I can't pretend the author is unaware of related principles, as he utilizes them. I'll reference the OP example. The first sentence is segmented in a style that suggests in text to use meter in recitation, like a poem. No telling if that's the intent or it just looked neat, but a reader familiar with prose would likely adjust how they read it. Third sentence comes in strong with a flipped gradient and increased font size, okay that's done for emphasis, fair. Big space, then fourth sentence, same presentation as the third, but split into two lines. Why would you put full emphasis on two sentences back to back? It isn't a meta narrative, so it must be emphasis. Unless it's a seperate narrator? But then it's still presented with more "depth" than the other narrative speaker. Why put the large space between the two sentences when there's not even a mode shift? It creates an emphatic silence. The last two sentences are gradient-flipped again, but this time there's no weird vertical spacing, the font only increased slightly, and it hilariously breaks what little boundary there was by putting text too far out left and right.
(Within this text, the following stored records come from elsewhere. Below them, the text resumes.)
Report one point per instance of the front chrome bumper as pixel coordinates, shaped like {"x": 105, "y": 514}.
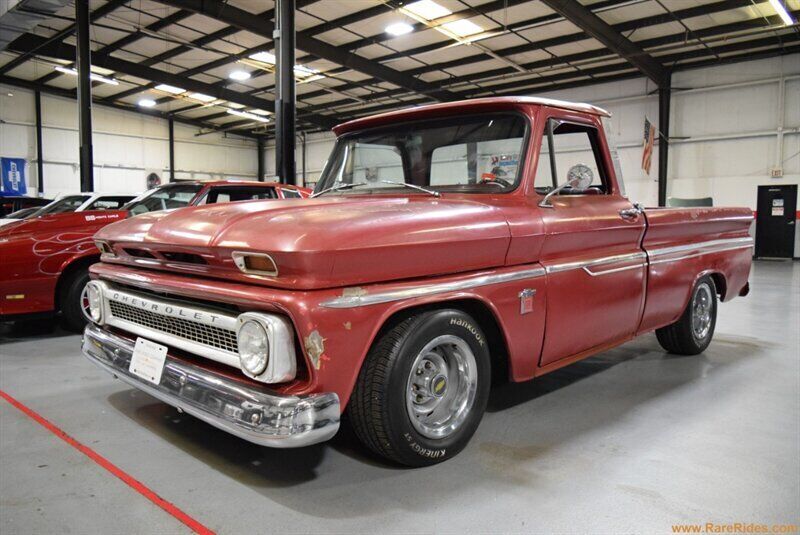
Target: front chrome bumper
{"x": 248, "y": 412}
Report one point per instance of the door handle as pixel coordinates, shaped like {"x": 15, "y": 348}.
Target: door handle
{"x": 632, "y": 213}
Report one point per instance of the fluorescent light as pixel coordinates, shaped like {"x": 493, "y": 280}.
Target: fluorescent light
{"x": 92, "y": 75}
{"x": 302, "y": 71}
{"x": 264, "y": 57}
{"x": 399, "y": 28}
{"x": 239, "y": 75}
{"x": 782, "y": 13}
{"x": 427, "y": 9}
{"x": 462, "y": 27}
{"x": 170, "y": 89}
{"x": 201, "y": 97}
{"x": 248, "y": 115}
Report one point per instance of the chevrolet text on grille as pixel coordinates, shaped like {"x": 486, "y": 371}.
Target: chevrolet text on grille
{"x": 164, "y": 309}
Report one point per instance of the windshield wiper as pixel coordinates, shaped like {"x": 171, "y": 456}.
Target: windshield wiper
{"x": 413, "y": 186}
{"x": 337, "y": 188}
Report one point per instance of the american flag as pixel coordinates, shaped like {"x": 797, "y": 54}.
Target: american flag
{"x": 649, "y": 139}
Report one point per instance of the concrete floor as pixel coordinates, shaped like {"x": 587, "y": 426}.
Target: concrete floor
{"x": 632, "y": 440}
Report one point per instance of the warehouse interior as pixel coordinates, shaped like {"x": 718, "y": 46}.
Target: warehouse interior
{"x": 98, "y": 95}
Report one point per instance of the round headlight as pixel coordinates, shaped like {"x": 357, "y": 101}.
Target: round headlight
{"x": 253, "y": 347}
{"x": 94, "y": 302}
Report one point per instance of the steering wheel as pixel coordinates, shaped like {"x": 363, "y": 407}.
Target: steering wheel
{"x": 503, "y": 183}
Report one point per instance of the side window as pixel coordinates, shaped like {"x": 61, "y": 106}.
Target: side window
{"x": 573, "y": 144}
{"x": 291, "y": 194}
{"x": 373, "y": 163}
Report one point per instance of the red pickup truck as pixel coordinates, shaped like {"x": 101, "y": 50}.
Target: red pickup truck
{"x": 45, "y": 259}
{"x": 445, "y": 246}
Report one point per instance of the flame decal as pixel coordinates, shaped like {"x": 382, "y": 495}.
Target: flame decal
{"x": 53, "y": 249}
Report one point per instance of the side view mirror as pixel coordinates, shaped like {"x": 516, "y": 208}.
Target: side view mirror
{"x": 579, "y": 178}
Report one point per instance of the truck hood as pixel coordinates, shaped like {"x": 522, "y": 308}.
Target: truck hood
{"x": 327, "y": 242}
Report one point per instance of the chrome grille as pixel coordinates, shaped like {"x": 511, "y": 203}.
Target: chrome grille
{"x": 216, "y": 337}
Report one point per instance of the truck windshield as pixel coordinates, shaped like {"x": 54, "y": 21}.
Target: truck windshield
{"x": 164, "y": 198}
{"x": 475, "y": 155}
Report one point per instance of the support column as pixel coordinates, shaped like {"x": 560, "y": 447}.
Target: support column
{"x": 304, "y": 159}
{"x": 664, "y": 99}
{"x": 83, "y": 60}
{"x": 260, "y": 156}
{"x": 39, "y": 150}
{"x": 284, "y": 37}
{"x": 171, "y": 127}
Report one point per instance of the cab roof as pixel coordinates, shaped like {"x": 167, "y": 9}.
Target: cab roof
{"x": 460, "y": 107}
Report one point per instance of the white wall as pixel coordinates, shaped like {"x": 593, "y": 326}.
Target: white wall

That's just a snippet or single page, the whole thing had my mind racing with such thoughts. You can write it off to autism (and funposting), but I think I just have a low tolerance for emotional manipulation. I can't help but then question the validity of the author's content because I find it hard to grasp that a person who grew up suffering emotional abuse could stomach trying to emotionally manipulate others. But that's a psychology issue and I may be wrong to think that.
I think it's more amateur work + attempt at an artistic choice than intentional emotional manipulation myself. That's totally fine, they can do what they want. But on the same token, I can criticize it as I want. I'd never call to censor it or anything of the nature. Quite the contrary actually, as from what I read I think it's a valuable story to tell. I just hate how the nature of the presentation causes it to bust up the thoughts in my head. It actually gives it less impact, because I'm pushed away by distraction rather than being pulled into the story.
Oh yeah, sure, I don't disagree with the premise of the thread. It's total bullshit it got smacked away like it did.
I just wanted to vent a little and invite others to engage in critique (as I believe sincere criticism can be a great help to creators). You did engage, so I suppose it was a success.